Sunday School II, d'abord, est mieux produit que son prédécesseur. Le mix est plus convaincant, on approche de la qualité d'un album ; la mixtape a beau être distribuée gratuitement, la compression est limitée au strict minimum. Aussi, tout cela a cessé d'être une entreprise artisanale et solitaire, Tree s'étant entouré d'un nombre conséquent de producteurs et de MCs, parmi lesquels des gages de qualité comme le voisin de Detroit Danny Brown et le revivaliste new-yorkais Roc Marciano. Enfin, le rappeur de Chicago a donné un thème d'ensemble à cette sortie, celui de la messe dominicale, dont elle suit la structure rituelle.

La messe, oui, parce que Tree, comme avec la mixtape précédente, perpétue ici le thème primordial de la musique afro-américaine : ce conflit éternel entre le sacré et le profane, entre le péché et la rédemption. Il le souligne d'entrée par le contraste entre l'orgue d'église et les cliquetis d'armes de "Safe to Say". Car tel est le sens de son genre à lui, le soul trap : cet homme installé vivant honnêtement de ses talents commerciaux et célébrant sa réussite ("Most Successful"), ne renie pas son passé de jeune dealer de crack qui a grandi dans l'un des quartiers les plus dégradés de Chicago. Tree aime à entretenir cette ambigüité, il la projette aussi sur les personnages de ses raps, comme la femme libérée dépeinte sur "So Bad".

Tout cela, associé à sa voix rauque de bluesman fou, couplé aussi avec son mélange personnel de voix samplées accélérées et de motifs rythmiques issus du trap rap d'Atlanta, c'est ce qui reste constant avec Tree.
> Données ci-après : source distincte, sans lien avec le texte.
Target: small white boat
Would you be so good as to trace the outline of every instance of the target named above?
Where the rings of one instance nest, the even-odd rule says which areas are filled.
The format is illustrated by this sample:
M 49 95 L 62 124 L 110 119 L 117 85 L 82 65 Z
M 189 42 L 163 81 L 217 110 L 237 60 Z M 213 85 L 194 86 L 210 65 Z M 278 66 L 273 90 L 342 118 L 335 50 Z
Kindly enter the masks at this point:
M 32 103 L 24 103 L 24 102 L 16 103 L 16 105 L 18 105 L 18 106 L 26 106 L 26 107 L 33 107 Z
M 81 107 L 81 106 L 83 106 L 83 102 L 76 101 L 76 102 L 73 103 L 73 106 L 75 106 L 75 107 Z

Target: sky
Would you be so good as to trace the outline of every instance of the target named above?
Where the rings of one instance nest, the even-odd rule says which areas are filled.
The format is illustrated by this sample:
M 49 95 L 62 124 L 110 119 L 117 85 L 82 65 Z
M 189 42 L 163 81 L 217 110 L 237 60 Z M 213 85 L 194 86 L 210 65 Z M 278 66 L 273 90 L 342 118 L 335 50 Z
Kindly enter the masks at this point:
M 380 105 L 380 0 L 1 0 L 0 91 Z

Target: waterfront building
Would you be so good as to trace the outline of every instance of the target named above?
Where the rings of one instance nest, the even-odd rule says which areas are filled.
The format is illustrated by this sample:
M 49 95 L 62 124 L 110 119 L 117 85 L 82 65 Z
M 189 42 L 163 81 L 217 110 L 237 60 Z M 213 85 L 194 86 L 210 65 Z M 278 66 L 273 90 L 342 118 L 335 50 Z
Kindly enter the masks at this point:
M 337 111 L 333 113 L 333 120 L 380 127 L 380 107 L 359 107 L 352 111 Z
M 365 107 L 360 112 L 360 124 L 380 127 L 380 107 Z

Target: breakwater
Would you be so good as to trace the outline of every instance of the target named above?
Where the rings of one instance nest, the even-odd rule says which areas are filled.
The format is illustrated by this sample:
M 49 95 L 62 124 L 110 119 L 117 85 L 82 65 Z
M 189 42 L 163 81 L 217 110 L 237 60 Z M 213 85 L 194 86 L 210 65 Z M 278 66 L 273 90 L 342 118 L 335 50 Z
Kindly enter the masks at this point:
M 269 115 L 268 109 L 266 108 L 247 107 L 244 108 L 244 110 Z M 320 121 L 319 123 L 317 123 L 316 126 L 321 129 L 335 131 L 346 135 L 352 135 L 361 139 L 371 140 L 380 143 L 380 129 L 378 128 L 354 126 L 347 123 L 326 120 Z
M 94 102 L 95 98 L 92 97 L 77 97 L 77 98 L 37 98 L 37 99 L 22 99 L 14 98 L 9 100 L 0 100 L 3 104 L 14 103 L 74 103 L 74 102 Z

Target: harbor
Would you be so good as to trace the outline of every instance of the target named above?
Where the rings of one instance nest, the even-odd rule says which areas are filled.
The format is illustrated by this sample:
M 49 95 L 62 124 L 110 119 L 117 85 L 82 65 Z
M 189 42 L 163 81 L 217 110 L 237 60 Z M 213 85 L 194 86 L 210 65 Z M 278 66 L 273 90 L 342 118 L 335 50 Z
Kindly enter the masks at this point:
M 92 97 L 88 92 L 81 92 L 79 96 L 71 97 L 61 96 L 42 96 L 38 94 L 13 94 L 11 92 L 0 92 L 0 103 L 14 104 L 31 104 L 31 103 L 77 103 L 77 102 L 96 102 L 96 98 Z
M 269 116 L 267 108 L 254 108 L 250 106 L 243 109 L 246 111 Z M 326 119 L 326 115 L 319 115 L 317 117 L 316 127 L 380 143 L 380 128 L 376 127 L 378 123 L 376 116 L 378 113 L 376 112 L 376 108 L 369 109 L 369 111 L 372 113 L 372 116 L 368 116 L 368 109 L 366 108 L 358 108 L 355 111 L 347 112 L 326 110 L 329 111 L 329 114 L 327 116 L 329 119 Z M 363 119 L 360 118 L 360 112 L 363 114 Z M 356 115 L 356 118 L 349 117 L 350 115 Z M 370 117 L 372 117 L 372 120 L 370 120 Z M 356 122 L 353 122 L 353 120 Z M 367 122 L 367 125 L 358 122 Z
Ce qui s'améliore, en revanche, c'est la consistance d'ensemble de cette sortie. Seul un ventre mou formé par "Say How U Feel" et "Hurt", et ce "Thankful" où son soul trap tourne à la formule, peinent à convaincre. Le reste est bourré de temps forts : le traitement incroyable du "Can’t Help Falling In Love With You" d'Elvis sur "The King", les chœurs de "Devotion" (l'ex single "Get It"), les morceaux finaux, ceux précisément qui flirtent le plus avec le Sud Sale, voire avec la drill music locale, sont tous une raison suffisante pour que Tree, en 2013, récolte une attention universelle.